What he should have done is invest in housing. There was little to lift housing in the Autumn Statement, in part because the government had already announced £10bn of guarantees for housing associations and other measures to stimulate house building.  But housing associations are still waiting to find out how the guarantees will operate, and stimulating the building of houses for sale will only work if buyers can get mortgages.

What is needed is direct investment in building new homes for rent.  Commentators like Tim Morgan, otherwise somewhat hawkish on economic policy, have advocated just that.  As I pointed out here last month, it so happens that local authorities have the capacity both to borrow and to build.  Neither supply nor demand is a problem.  Furthermore – and here is why it should work for the Chancellor – it so happens that building council houses provides an almost perfect combination of economic benefits that could easily outweigh the costs.

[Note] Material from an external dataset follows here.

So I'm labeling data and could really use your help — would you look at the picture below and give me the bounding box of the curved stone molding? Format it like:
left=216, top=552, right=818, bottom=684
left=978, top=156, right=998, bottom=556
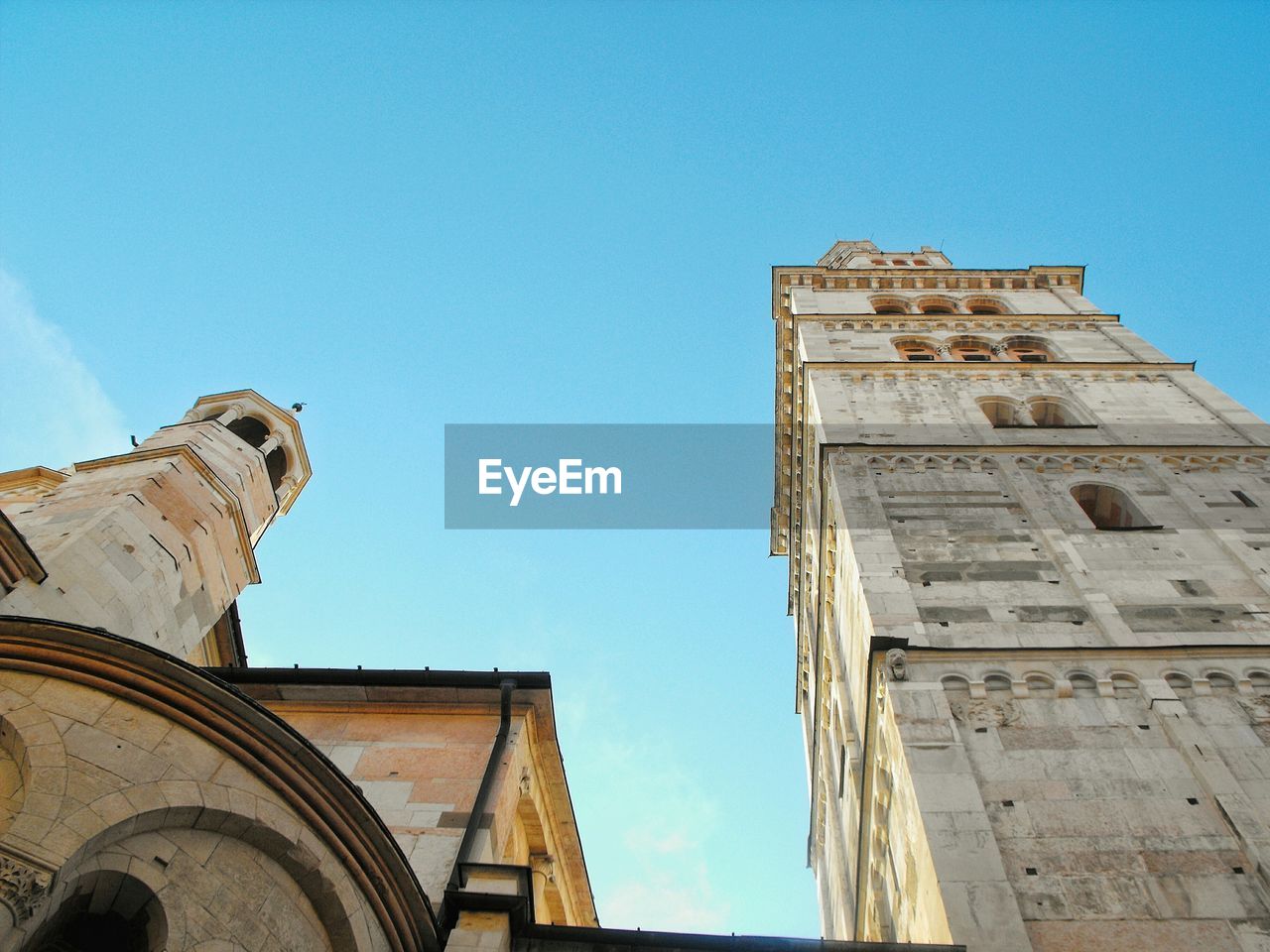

First, it would use spare capacity in the construction industry and create jobs at a time when many point out that it is the decline in construction that is dragging down the economy.  Many councils would link building contracts to training and apprenticeships, not only taking people off the dole but equipping them for future work.  Gloucester City Homes calculates that apprenticeships are almost cost-neutral given the benefit savings if the apprentice was previously unemployed.

Second, every pound spent becomes £2.84 in the wider economy – just the sort of high-leverage impact required.  In part this is because when spending money on building houses 92p of every pound stays in the UK.

Third, houses when built and let generate rents and save benefit expenditure, because half of new social lettings go to people who were paying expensive private rents.  If some of the remaining lettings rehouse people from costly temporary accommodation, there are further savings.

Fourth, since they started building again two years ago, councils have shown they can do so at lower costs, with less grant and charging lower rents – they have a powerful value-for-money argument and they now have experience in delivery.

Finally, if you are sitting on valuable assets that carry low debts, as councils do, borrowing to build more of those assets makes good sense, especially when there is unprecedented demand.

Talbot argues that by borrowing say £30bn at historically low interest rates, and investing it in projects with high impact, the government would more than recoup the money. Councils now have the capacity to invest about a quarter of this amount in house building, and the impact would be much quicker and wider than in building schools or roads.

Not only does such investment make economic sense, it would be a political response to the crisis in the housing market that would be both immensely popular and help the lower-income groups that the Chancellor is accused of neglecting.  He simply needs to lift the borrowing caps to allow this to happen. Can anyone think of a good argument against doing it?